一方で、「人体から検出された」ことと「健康被害が証明された」ことは同義ではない。現時点では、人体への曝露経路や体内動態に関する知見は急速に蓄積されているものの、どの程度の量で、どのような疾患リスクが生じるのかについては、なお科学的検証が継続中である。
しかし、健康リスクを懸念する根拠は複数存在する。第一に、プラスチックそのものに含まれる添加剤である。可塑剤、難燃剤、紫外線吸収剤、安定剤などの一部には、内分泌かく乱作用や生殖毒性が疑われる物質が含まれている。
第二に、海洋中でプラスチック表面へ吸着した有害化学物質である。残留性有機汚染物質(POPs)や重金属はプラスチック粒子へ濃縮されやすく、生物が摂取することで体内へ取り込まれる可能性がある。
第三に、慢性的な炎症反応である。極めて微細な粒子が組織内へ侵入すると、免疫細胞による異物反応が生じ、炎症や酸化ストレスを誘導する可能性が動物実験で示されている。こうした慢性炎症は循環器疾患や代謝異常などとの関連も指摘されており、今後の研究課題となっている。
現在の国際的な評価では、「人体への影響は存在しない」とも「重大な健康被害が確定した」とも断定できない段階にある。そのため、多くの専門機関は予防原則(Precautionary Principle)の考え方に基づき、科学的知見の蓄積を進めると同時に、環境中へのプラスチック流出そのものを減らす政策を推進している。

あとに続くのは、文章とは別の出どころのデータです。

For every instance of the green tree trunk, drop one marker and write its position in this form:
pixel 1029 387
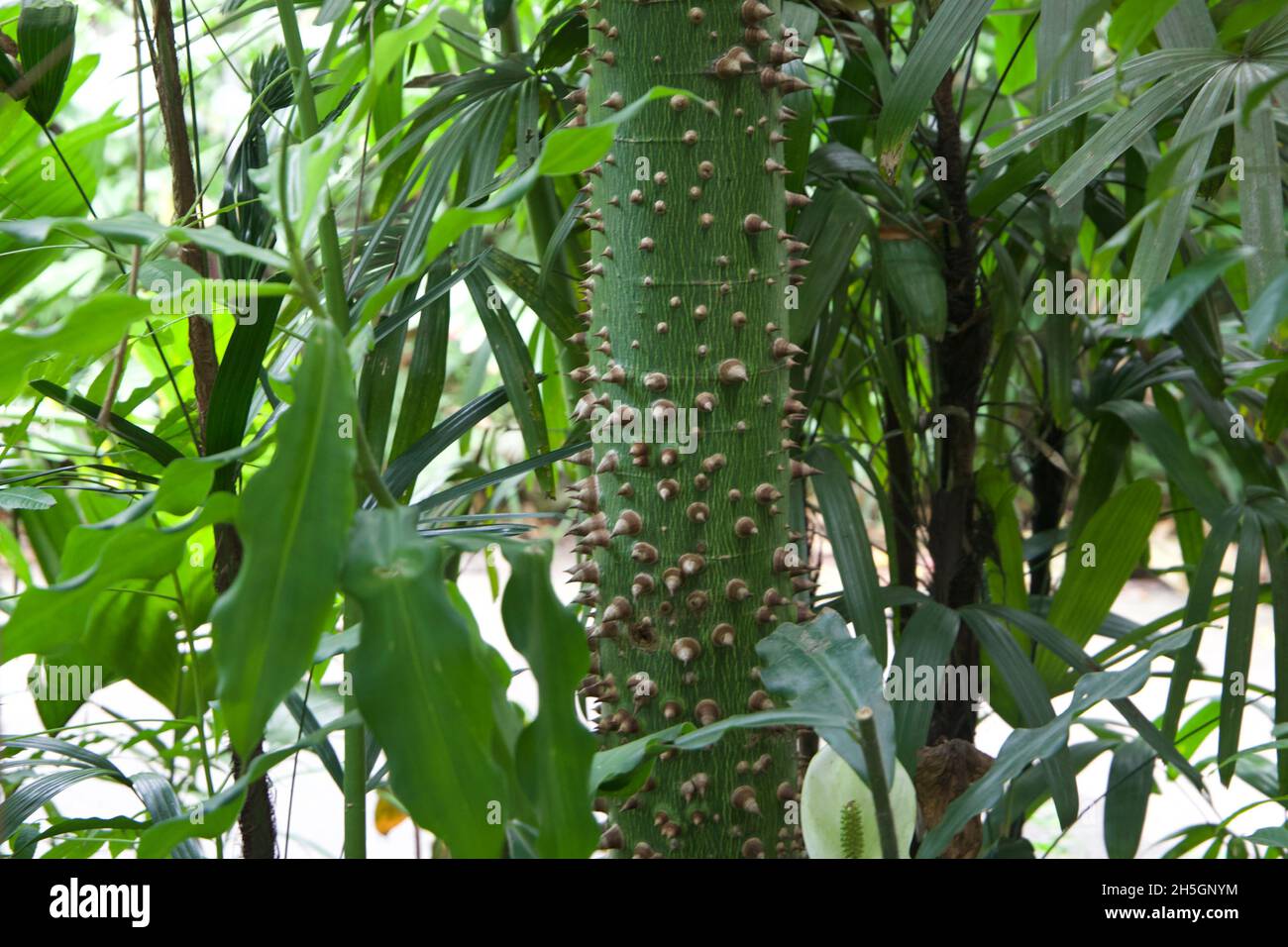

このように、マイクロプラスチック問題は従来の廃棄物問題ではなく、環境科学、毒性学、医学、食品安全、化学、生態学など複数の分野が交差する新たな研究領域となっている。今後の科学的知見によっては、人類の生活様式や資源利用の在り方を大きく見直す契機となる可能性がある。
③ 莫大な経済的損失
海洋ごみ問題は環境保全だけの課題ではなく、世界経済にも深刻な損失をもたらしている。経済協力開発機構(OECD)や国際連合環境計画(UNEP)は、海洋プラスチック汚染が漁業、観光業、海運業、自治体財政など幅広い分野へ悪影響を及ぼしていると分析している。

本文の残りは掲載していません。